Truques, táticas e segredos: como a Argentina venceu o Mundial de futebol nos penáltis

Com os seus "jogos mentais", o guarda-redes argentino Emiliano Martínez influenciou o desempate por penalidades que deu à Argentina a vitória no Mundial. Há muito a aprender na psicologia dos penáltis.

Por Don Riddell

Um jogo de futebol dura 90 minutos, mais 30 se estiver empatado e houver necessidade de acabar com um vencedor. Se ainda estiver nivelado depois disso, então o jogo será decidido nos penáltis - talvez a experiência que mais deixa os nervos em franja, em todos os desportos.

Para os adeptos, é excruciante. No Campeonato do Mundo do Catar, uma adepta argentina soluçou incontrolavelmente enquanto olhava através dos dedos para os pontapés de grande penalidade nos quartos-de-final contra a Holanda. No final, parecia exausta. As emoções tinham-se esvaído, e as lágrimas que chorava eram de alívio, em vez de de alegria.

Para os jogadores, essas emoções são dez vezes mais intensas. “O amor dói”, diz a citação apócrifa, “mas não tanto como os penáltis”.

O sucesso ou fracasso pode definir uma carreira, um simples pontapé de 9,15 metros é medido pelas esperanças dos colegas de equipa e pelas expectativas de potencialmente milhões de adeptos. Como disse o escritor Karl Wiggins, “É como se, durante alguns segundos, a alma de um jogador fosse posta a nu para o mundo inteiro ver”.

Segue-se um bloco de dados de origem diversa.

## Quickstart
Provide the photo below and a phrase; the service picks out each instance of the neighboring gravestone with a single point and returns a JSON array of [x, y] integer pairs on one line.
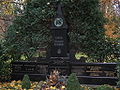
[[59, 29]]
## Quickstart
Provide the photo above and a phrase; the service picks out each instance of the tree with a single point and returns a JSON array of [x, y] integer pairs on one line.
[[31, 32]]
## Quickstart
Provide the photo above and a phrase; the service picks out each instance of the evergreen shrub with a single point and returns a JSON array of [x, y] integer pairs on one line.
[[26, 82]]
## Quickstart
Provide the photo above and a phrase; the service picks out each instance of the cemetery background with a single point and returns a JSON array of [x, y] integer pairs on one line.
[[15, 52]]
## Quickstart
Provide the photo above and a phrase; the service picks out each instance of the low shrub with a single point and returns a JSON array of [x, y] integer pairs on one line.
[[26, 82], [73, 83], [104, 87]]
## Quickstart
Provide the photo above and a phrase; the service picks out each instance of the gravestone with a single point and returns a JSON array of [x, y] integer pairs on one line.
[[59, 58], [59, 30]]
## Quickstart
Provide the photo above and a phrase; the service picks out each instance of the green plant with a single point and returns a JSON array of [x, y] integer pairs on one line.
[[73, 82], [118, 73], [104, 87], [30, 31], [26, 82]]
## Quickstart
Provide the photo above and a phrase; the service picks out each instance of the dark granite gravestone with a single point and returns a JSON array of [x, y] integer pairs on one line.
[[59, 58], [59, 29]]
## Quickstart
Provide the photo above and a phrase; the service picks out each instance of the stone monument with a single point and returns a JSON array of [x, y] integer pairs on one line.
[[59, 30]]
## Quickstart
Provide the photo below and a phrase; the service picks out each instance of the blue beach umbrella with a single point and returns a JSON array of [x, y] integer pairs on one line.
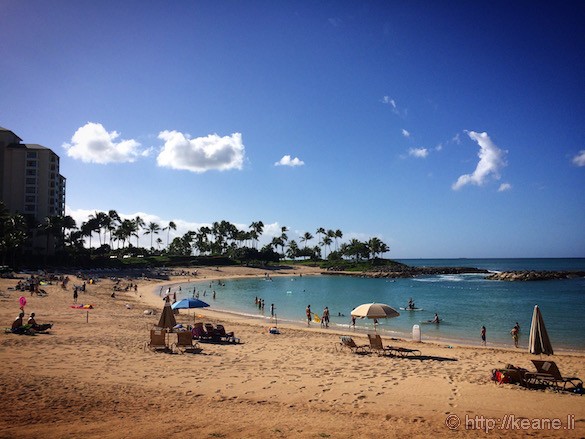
[[189, 303]]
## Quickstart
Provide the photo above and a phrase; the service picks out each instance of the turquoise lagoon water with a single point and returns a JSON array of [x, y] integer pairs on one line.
[[464, 302]]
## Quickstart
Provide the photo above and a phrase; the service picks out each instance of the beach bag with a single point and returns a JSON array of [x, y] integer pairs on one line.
[[500, 376]]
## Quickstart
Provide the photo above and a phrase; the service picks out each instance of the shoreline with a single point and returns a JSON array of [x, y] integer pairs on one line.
[[92, 377], [362, 332], [359, 331]]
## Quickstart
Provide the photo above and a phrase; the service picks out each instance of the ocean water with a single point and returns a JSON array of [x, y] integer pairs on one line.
[[464, 302]]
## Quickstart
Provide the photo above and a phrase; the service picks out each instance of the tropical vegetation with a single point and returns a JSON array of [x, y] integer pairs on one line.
[[119, 237]]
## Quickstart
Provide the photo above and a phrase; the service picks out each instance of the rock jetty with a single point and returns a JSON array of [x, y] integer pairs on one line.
[[535, 275], [398, 270]]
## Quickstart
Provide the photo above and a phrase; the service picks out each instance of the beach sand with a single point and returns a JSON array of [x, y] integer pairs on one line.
[[91, 377]]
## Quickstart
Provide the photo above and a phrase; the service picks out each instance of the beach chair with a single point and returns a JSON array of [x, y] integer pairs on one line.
[[185, 343], [511, 374], [158, 341], [347, 342], [227, 336], [404, 352], [212, 333], [548, 374], [377, 346], [198, 332]]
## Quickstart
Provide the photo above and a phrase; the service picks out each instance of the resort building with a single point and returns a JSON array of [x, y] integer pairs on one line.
[[30, 182]]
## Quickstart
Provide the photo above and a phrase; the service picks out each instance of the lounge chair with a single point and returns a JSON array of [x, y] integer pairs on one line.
[[226, 336], [158, 341], [548, 374], [511, 374], [404, 352], [347, 342], [198, 332], [377, 346], [185, 343], [211, 332]]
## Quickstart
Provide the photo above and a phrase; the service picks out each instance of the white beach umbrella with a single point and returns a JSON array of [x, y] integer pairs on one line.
[[374, 311]]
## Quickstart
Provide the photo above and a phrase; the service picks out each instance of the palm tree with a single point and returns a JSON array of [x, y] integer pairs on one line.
[[257, 229], [306, 238], [101, 219], [293, 248], [320, 231], [112, 224], [168, 228], [88, 227], [376, 246], [13, 233], [152, 229], [139, 223]]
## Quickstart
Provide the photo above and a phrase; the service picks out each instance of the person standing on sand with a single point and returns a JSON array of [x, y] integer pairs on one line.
[[514, 333], [325, 318]]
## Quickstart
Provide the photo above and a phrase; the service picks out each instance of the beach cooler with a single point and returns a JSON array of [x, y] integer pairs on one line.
[[416, 335]]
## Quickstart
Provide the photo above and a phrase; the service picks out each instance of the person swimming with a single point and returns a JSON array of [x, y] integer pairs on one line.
[[411, 304]]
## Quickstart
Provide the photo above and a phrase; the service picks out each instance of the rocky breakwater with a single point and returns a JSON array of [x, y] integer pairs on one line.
[[397, 270], [535, 275]]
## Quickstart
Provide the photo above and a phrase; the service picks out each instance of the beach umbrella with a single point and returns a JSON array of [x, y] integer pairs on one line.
[[189, 303], [539, 343], [167, 318], [374, 311]]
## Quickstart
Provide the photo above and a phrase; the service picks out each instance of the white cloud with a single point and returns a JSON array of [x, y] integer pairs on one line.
[[202, 153], [288, 161], [91, 143], [579, 159], [420, 153], [491, 160], [389, 101]]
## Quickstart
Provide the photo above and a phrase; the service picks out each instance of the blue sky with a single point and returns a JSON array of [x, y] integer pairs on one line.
[[446, 129]]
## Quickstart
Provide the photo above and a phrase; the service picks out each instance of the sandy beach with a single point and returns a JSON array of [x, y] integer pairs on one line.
[[91, 377]]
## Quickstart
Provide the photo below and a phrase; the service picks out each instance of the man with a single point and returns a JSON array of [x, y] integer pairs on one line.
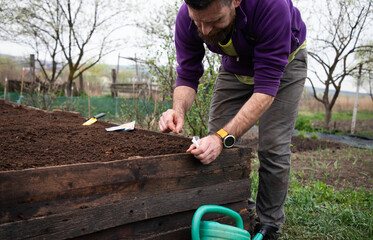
[[262, 43]]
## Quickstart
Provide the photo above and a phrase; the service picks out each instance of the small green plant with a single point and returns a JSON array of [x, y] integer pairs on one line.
[[303, 123], [314, 136], [302, 134]]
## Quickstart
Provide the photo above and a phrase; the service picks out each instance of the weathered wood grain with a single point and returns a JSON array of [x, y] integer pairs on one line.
[[84, 221]]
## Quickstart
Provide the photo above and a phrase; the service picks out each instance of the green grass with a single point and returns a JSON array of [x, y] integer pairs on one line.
[[344, 115], [318, 211]]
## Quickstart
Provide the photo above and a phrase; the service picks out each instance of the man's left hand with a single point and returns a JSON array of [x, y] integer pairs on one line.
[[209, 149]]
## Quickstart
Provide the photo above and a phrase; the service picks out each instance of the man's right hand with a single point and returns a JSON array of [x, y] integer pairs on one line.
[[171, 121]]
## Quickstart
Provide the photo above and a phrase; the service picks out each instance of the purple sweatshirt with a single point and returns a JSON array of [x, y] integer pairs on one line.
[[267, 31]]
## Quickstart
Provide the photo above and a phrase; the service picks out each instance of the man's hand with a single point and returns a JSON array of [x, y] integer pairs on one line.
[[209, 149], [171, 120]]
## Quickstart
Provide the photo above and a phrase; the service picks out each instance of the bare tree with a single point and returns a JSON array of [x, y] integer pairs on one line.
[[343, 24], [72, 34], [367, 71], [161, 57]]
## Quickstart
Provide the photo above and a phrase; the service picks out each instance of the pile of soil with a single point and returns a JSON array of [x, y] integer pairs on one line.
[[33, 138]]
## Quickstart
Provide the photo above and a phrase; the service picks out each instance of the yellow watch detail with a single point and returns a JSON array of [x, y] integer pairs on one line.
[[222, 133]]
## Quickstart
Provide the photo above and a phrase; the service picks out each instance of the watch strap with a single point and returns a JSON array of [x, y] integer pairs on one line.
[[222, 133]]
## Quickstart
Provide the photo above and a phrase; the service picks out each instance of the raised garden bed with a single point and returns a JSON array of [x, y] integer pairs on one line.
[[59, 180]]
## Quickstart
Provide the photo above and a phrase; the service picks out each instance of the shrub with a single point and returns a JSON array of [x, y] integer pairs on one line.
[[303, 124]]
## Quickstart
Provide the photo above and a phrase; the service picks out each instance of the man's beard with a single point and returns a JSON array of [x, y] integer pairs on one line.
[[217, 35]]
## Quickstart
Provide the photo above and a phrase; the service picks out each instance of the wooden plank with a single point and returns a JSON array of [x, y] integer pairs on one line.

Apoiantes argentinos aplaudem durante a final do Campeonato do Mundo contra a França, a 18 de dezembro de 2022. Foto EPA

Muito poucas pessoas admitirão gostar de ver um desempate por penáltis, mas o professor Geir Jordet é uma exceção: ele não se cansa deles.

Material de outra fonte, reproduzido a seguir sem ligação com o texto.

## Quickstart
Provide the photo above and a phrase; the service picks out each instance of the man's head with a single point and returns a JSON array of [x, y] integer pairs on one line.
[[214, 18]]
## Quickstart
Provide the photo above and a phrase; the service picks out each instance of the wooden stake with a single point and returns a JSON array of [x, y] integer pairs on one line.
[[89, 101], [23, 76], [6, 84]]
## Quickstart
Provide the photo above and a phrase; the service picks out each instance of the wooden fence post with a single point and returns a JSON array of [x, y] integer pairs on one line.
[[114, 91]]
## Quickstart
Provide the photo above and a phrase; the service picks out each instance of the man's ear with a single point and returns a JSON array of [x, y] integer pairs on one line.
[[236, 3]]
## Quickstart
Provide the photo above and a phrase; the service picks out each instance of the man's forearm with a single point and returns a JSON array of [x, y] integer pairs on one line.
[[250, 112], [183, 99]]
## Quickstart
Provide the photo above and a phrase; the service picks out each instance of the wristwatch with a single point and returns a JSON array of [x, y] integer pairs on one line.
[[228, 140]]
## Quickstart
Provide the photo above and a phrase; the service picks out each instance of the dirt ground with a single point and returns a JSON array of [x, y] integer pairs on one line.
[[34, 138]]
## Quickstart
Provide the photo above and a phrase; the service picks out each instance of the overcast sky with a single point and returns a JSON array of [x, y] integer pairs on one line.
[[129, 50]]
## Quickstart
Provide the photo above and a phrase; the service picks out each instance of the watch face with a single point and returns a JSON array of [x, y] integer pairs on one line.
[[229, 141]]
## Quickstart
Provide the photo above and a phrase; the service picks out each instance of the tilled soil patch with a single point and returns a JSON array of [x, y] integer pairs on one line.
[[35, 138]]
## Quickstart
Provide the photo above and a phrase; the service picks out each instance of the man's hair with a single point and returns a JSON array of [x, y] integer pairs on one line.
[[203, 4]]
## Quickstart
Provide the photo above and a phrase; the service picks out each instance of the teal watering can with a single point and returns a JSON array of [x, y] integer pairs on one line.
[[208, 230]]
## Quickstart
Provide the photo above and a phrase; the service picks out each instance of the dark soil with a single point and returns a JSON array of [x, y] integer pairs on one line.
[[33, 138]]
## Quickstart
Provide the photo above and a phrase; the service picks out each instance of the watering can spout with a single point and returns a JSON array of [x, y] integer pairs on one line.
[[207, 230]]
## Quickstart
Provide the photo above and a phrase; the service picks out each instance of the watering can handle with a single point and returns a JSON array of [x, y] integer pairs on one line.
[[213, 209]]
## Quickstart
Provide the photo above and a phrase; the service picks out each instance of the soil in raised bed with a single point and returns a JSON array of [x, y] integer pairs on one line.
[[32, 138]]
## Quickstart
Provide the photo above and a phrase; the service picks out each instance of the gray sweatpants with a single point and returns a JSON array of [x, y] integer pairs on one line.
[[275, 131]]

“Um desempate por penáltis é um acontecimento muito desconfortável”, disz ele à CNN a partir das suas instalações de investigação em Oslo. “É doloroso. porque a pressão é tão intensa, e claro, porque as consequências de falhar são tão terríveis. Os penáltis, para mim, são maravilhosos!”

O professor Jordet trabalha na Escola Norueguesa de Ciências do Desporto, onde é especialista em desempenho sob pressão extrema. Estuda penáltis há quase 20 anos e já analisou mais de 200 desempates, num total de cerca de dois mil pontapés. Estudou a psicologia do acontecimento, observou o comportamento e a dinâmica dos participantes e compilou os dados para concluir que mesmo os desempates mais dramáticos podem ser influenciados por equipas que sabem o que estão a fazer.

“O principal fator num desempate por penáltis é a sorte”, declarou uma vez o antigo guarda-redes inglês Peter Shilton, mas Jordet está convencido de que nunca é “apenas uma lotaria”.

 

Penálti na final do Campeonato do Mundo (Foto AP)

 

Os penáltis são mais importantes do que nunca

A margem entre o sucesso e o fracasso nos jogos de título parece estar a ficar mais estreita, e por isso é nos desempates por penáltis, onde as margens são ainda mais apertadas, que os maiores prémios do futebol estão a ser decididos.

“Se entras hoje num grande torneio com a ambição de ganhar”, diz Jordet, “estarás a cometer um erro grave se não estiveres preparado para as grandes penalidades”.

Em 2021, tanto os homens brasileiros como as mulheres canadianas precisaram de vitórias nos penáltis no caminho para o ouro olímpico em Tóquio; no mesmo mês, a Argentina sobreviveu a um desempate por penáltis para ganhar a Copa América e a Itália triunfou da mesma forma no Campeonato Europeu em Wembley.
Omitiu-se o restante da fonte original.